Researchers have created the first detailed genetic map of human proteins, the key building blocks of biology. These discoveries promise to enhance our understanding of a wide range of diseases and aid development of new drugs. The study was published in the journal Nature.

They characterized the genetic underpinnings of the human plasma 'proteome', identifying nearly 2,000 genetic associations with almost 1,500 proteins. Previously, there was only a small fraction of this knowledge, mainly because researchers could measure only a few blood proteins simultaneously in a robust manner.

The researchers used a new technology ("SOMAscan") developed by a company, SomaLogic, to measure 3,600 proteins in the blood of 3,300 people. They then analyzed the DNA of these individuals to see which regions of their genomes were associated with protein levels, yielding a four-fold increase on previous knowledge.

Proteins

Compared to genes, proteins have been relatively understudied in human blood, even though they are the 'effectors' of human biology, are disrupted in many diseases, and are the targets of most medicines. Novel technologies are now allowing us to start addressing this gap in our knowledge. One of the uses for this genetic map is to identify particular biological pathways that cause disease, exemplified in the paper by pinpointing specific pathways that lead to Crohn's disease and eczema.

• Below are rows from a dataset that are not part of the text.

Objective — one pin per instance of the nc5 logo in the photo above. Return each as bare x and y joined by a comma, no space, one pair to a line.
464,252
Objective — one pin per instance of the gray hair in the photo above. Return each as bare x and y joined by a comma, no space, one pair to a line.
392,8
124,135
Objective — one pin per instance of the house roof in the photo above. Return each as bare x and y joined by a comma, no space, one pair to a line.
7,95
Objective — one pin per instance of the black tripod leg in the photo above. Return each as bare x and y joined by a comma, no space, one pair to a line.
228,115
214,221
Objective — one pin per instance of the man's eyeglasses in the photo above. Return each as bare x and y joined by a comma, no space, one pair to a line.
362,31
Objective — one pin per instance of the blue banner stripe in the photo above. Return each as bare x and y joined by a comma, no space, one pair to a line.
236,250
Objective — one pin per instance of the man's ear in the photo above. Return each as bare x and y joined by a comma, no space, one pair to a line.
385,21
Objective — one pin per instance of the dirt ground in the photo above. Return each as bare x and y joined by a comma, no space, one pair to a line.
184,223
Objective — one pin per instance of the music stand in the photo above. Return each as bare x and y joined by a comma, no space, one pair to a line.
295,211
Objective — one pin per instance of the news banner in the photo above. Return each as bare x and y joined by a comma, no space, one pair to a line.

In some cases, the researchers identified multiple genetic variants influencing levels of a protein. By combining these variants into a 'score' for that protein, they were able to identify new associations between proteins and disease. 

Although our DNA provides our blueprint, it is the variations in the structure, function and amount of the proteins encoded by our genes which determine our susceptibility to disease and our response to medicines. This study provides exciting new insight into how our genetic make-up controls proteins in the blood and open up opportunities for developing new treatments for heart and circulatory disease.